From: Miao Wang <shankerwangmiao@xxxxxxxxx>
The redirect target in ebtables do two things: 1. set skb->pkt_type to
PACKET_HOST, and 2. set the destination mac address to the address of
the receiving bridge device (when not used in BROUTING chain), or the
receiving physical device (otherwise). However, the later cannot be
implemented in nftables not given the translated mac address.

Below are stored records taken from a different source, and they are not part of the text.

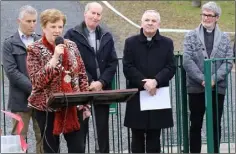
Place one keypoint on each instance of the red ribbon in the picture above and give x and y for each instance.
(19, 128)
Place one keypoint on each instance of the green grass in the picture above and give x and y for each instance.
(174, 14)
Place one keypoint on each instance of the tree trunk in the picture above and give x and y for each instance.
(196, 3)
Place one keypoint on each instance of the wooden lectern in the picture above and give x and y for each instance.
(58, 100)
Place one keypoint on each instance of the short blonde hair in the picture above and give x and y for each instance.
(52, 16)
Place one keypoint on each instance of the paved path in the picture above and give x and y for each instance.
(74, 13)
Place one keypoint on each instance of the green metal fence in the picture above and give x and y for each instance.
(173, 140)
(227, 142)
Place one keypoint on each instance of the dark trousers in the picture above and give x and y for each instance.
(51, 143)
(197, 111)
(152, 141)
(102, 123)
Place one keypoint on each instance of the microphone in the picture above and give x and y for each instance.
(59, 40)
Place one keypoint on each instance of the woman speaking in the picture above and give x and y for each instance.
(54, 65)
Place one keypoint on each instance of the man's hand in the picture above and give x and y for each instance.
(150, 86)
(95, 86)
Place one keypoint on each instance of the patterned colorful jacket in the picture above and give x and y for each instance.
(47, 80)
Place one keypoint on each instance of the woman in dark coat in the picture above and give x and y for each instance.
(148, 64)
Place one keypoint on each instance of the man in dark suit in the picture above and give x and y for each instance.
(148, 64)
(96, 47)
(14, 63)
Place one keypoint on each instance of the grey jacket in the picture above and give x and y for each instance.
(14, 64)
(195, 53)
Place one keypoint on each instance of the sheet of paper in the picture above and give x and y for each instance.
(159, 101)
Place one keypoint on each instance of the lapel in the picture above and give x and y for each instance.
(217, 38)
(17, 40)
(200, 33)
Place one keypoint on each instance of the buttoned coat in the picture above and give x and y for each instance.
(147, 60)
(14, 64)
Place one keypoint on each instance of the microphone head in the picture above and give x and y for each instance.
(59, 40)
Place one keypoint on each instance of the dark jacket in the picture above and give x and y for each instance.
(14, 64)
(147, 60)
(106, 54)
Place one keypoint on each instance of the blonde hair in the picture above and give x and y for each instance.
(52, 16)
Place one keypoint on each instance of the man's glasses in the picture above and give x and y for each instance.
(207, 15)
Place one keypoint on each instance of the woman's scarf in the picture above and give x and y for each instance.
(66, 119)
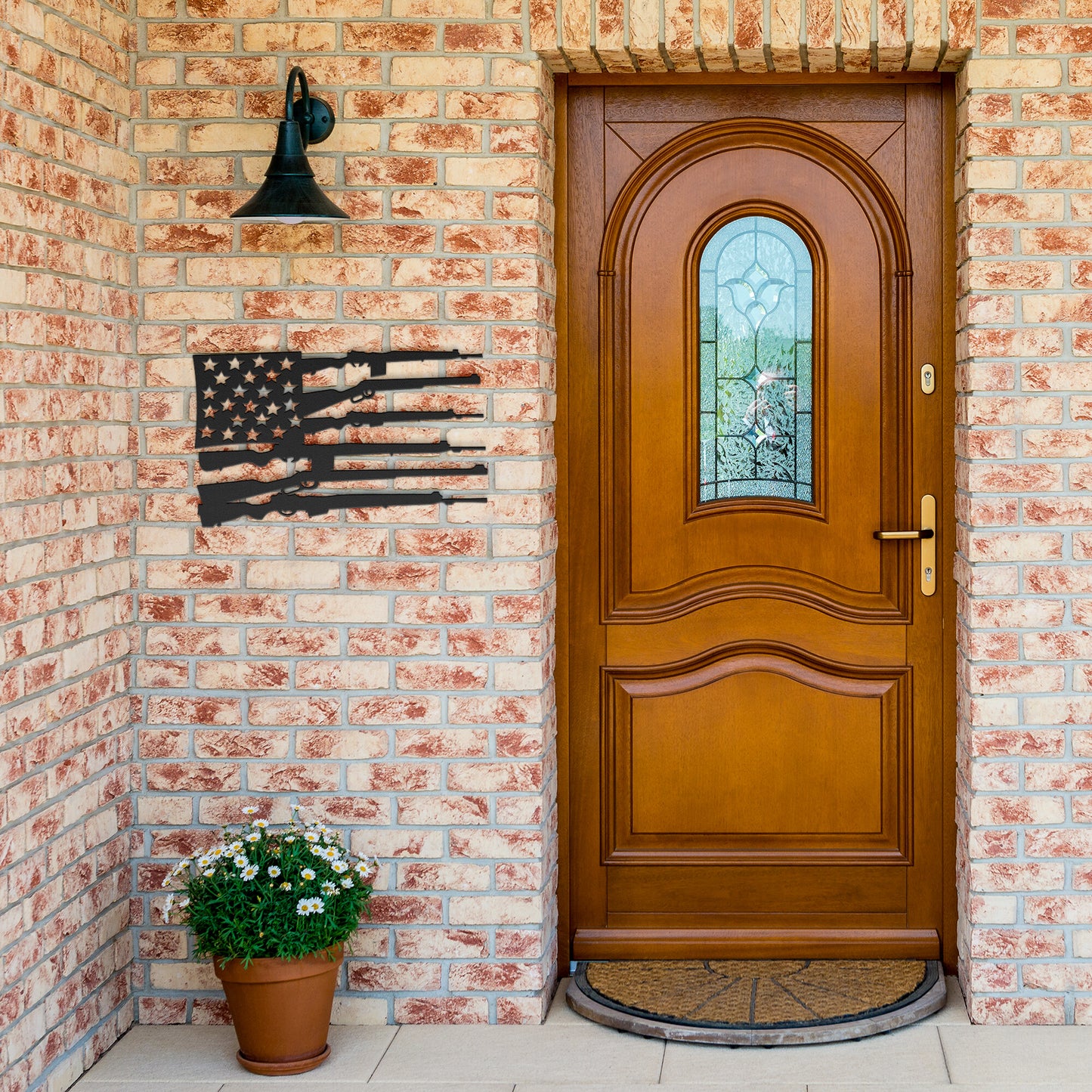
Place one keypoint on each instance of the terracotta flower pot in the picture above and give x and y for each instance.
(281, 1010)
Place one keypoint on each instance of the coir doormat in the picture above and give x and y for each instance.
(758, 1001)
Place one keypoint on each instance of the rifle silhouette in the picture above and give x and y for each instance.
(319, 505)
(319, 424)
(314, 401)
(218, 493)
(296, 449)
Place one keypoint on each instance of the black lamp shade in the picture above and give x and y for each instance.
(289, 193)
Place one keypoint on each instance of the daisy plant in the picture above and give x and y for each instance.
(263, 891)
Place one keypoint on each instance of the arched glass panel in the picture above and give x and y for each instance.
(755, 390)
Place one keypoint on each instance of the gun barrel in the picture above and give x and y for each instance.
(220, 460)
(393, 416)
(218, 493)
(366, 388)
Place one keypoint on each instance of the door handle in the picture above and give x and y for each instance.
(899, 535)
(927, 535)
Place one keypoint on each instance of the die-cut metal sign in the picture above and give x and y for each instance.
(261, 399)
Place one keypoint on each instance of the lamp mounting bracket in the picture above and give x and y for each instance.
(314, 118)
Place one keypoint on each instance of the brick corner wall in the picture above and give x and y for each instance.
(1023, 439)
(390, 670)
(67, 379)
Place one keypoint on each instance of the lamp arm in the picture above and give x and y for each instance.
(294, 74)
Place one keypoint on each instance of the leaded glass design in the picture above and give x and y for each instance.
(755, 390)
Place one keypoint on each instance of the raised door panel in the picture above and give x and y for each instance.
(773, 756)
(670, 552)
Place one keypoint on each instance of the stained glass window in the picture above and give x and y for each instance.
(755, 299)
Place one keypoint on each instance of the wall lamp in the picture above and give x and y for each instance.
(289, 193)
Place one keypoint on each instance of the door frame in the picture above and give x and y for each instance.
(947, 391)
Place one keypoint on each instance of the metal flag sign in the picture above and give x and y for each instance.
(261, 399)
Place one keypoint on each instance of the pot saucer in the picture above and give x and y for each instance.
(283, 1068)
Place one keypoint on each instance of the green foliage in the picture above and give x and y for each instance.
(283, 892)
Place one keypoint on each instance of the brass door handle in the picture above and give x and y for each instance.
(898, 535)
(926, 534)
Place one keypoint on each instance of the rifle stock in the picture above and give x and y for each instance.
(366, 388)
(221, 493)
(319, 505)
(220, 460)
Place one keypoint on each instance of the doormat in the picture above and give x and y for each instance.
(757, 1003)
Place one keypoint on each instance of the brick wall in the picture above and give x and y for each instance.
(393, 670)
(390, 670)
(1025, 537)
(66, 610)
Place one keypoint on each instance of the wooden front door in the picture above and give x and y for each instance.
(756, 704)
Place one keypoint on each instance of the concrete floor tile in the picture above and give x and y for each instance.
(917, 1087)
(911, 1055)
(576, 1055)
(1022, 1056)
(954, 1010)
(169, 1055)
(311, 1082)
(97, 1086)
(559, 1011)
(665, 1087)
(151, 1056)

So it is
not appropriate to give a specious translation.
This patch disables the translation to prevent possible misunderstanding.

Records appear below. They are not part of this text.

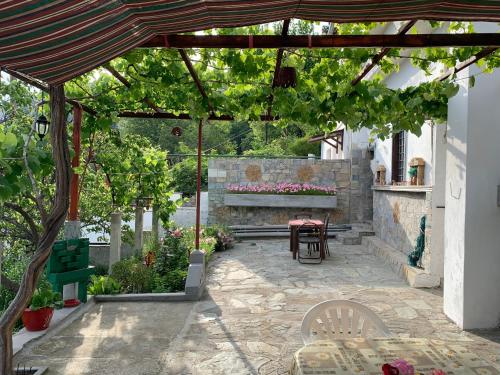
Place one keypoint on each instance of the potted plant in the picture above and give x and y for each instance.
(37, 316)
(412, 172)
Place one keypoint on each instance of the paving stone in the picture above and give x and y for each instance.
(249, 320)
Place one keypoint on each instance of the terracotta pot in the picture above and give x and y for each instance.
(37, 320)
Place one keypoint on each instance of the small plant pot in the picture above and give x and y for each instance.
(37, 320)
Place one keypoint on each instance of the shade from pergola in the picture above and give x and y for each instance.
(58, 40)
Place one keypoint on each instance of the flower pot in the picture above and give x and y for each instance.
(37, 320)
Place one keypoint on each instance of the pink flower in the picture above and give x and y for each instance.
(177, 233)
(404, 367)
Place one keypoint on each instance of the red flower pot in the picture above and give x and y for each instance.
(37, 320)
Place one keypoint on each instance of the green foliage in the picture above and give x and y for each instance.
(223, 236)
(103, 285)
(45, 297)
(133, 275)
(184, 176)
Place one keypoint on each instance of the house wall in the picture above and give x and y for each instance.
(472, 216)
(247, 171)
(396, 218)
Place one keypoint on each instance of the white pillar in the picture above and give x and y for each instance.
(472, 216)
(72, 229)
(438, 200)
(139, 227)
(115, 239)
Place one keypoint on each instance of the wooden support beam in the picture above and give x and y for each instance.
(42, 86)
(472, 60)
(279, 59)
(127, 84)
(376, 59)
(75, 162)
(183, 116)
(323, 41)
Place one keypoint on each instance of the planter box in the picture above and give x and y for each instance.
(280, 200)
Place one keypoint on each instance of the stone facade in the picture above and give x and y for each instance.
(396, 218)
(225, 171)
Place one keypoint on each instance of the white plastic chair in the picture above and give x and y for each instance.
(341, 319)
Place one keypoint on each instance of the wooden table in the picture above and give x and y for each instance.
(366, 356)
(295, 224)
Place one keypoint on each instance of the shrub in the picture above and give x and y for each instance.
(223, 236)
(103, 285)
(133, 275)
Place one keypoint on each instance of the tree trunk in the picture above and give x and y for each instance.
(51, 227)
(155, 223)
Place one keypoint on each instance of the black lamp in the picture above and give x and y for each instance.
(42, 126)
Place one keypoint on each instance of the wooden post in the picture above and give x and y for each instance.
(51, 228)
(198, 188)
(77, 125)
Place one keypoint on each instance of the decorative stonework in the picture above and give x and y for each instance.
(305, 173)
(354, 198)
(396, 218)
(396, 213)
(253, 173)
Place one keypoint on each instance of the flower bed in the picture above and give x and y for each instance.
(283, 188)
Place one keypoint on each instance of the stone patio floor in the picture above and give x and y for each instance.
(249, 320)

Fixes: 24ce7465056ae ("ebtables-compat: add redirect match extension")
Signed-off-by: Miao Wang <shankerwangmiao@xxxxxxxxx>
---
Changes in v2:
- Completely remove the translation from the ebtables redirect target to
nft rule according to Pablo's suggestion.
- Link to v1: https://lore.kernel.org/r/20250425-xlat-ebt-redir-v1-1-3e11a5925569@xxxxxxxxx
---
extensions/libebt_redirect.c | 19 +------------------
extensions/libebt_redirect.txlate | 8 --------
2 files changed, 1 insertion(+), 26 deletions(-)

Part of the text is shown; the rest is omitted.